Ilustração: Alê Setti


Os irmãos Wright, Santos Dumont e Batistinha viveram na passagem do século. E tinham muito em comum, pois eram educados e de famílias ricas, aristocratas até. Mas eram diferentes de seus contemporâneos por sua criatividade, por ser irrequietos e novidadeiros. Borbulhavam inventos e descobertas.

Contudo, foram muito diferentes em aspectos decisivos. Os irmãos Wright, Wilbur e Orville, eram filhos de um bispo protestante, intelectual de carteirinha. Mas a mãe, filha de fabricantes de carroça, sabia de ferramentas e tudo ensinou aos filhos, que foram cedo desenhar e construir bicicletas. Daí, foram para os planadores, motorizaram um deles e, pouco antes de Santos Dumont, acabaram dando um vôozinho galináceo, catapultado. Prosseguiram com a fabricação de aeroplanos cada vez melhores, que deram origem a uma grande fábrica de aviões.

Santos Dumont, filho de um engenheiro rico, desde cedo mostrou que era fascinado pelo vôo. Mas foi durante sua educação em Paris que pôde começar a experimentar com balões, em seguida, com balões dirigíveis, terminando com o 14 Bis e o Demoiselle, mais competentes que os aviões americanos. Fez mais alguns aviões, brincou com outras idéias (relógio de pulso, chuveiro, degrau de escada), mas, doente e desmotivado, voltou para o Brasil. Vendo que o avião era usado para a guerra, culminou seu desgosto e se suicidou.

Batistinha, revelado na biografia de Maria Inês Lodi, nasceu em Itabira, filho de ilustre político local. Estudou no famoso Colégio Caraça, seguindo direito e farmácia, em Ouro Preto. Era diabolicamente criativo. Inventava, fazia experimentos químicos, produziu vermífugos. Criou quatro línguas cifradas (seria hoje um bom programador), fazia estatísticas demográficas e genealógicas. Inventava charadas e adivinhações. Escrevia trovas, peças teatrais e contava casos com notável vocação satírica. Desenhava bem mulheres nuas, para a alegria dos estudantes. No quadro-negro da sala, pela noite afora, tirava raízes quadradas enormes. Instalou eletricidade em Itabira (aproveitando para dar choque nos curiosos).

Entre os quatro não havia diferença nos dotes, curiosidade científica ou engenho. A diferença estava na sociedade. Já então, a pragmática sociedade americana glorificava as realizações práticas. Naquele início de século, a cada ano 30.000 patentes eram registradas. O sucesso lá não se mede pelas honrarias, mas pelas vendas da fábrica. Apesar de filhos de bispo, fabricavam bicicletas com as próprias mãos, passando depois para os aviões.

Santos Dumont desenhou balões dirigíveis e aviões, construídos por seus operários. Sentiu-se realizado pelas glórias e pelos prêmios. Mas não quis patentear nada e com galhardia distribuiu um prêmio entre os pobres. Refletia seu Brasil e a França de então, onde os aristocratas inventam, mas não fabricam.

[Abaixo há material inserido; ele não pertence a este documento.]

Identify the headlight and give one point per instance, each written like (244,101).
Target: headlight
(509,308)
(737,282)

Batistinha, lá nas lonjuras de Itabira do Mato Dentro, inventava remédios, teoremas e linguagens cifradas. Quando se acabaram as mercadorias, fechou a loja herdada do pai. Usou sua maior criatividade e energia para fazer o que a sociedade local apreciava: o beletrismo. A idéia de construir uma fábrica de vermífugo não alçou vôo. Foi um produto de seu meio, parecido com muitos outros Batistinhas, cujos engenhos e talentos se desperdiçaram.

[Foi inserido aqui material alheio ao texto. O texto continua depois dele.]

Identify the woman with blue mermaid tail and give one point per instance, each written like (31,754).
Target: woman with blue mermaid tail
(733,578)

Essas quatro figuras são ícones das diferenças que nos separam dos Estados Unidos. Escrevemos trabalhos científicos, mas temos dificuldade para fazer tecnologia, coisas práticas (hoje registramos de 3.000 a 5.000 patentes por ano e vinte vezes mais publicações científicas, enquanto nos Estados Unidos há mais patentes que publicações). Não nos falta imaginação, mas vivemos em uma sociedade em que isso não é aplaudido (um padre gaúcho, que andou na frente de Marconi nos experimentos com rádio, foi expulso de sua paróquia por bruxaria). Há avanços e esperanças, mas tudo depende de aprendermos a não desaproveitar nossos Batistinhas.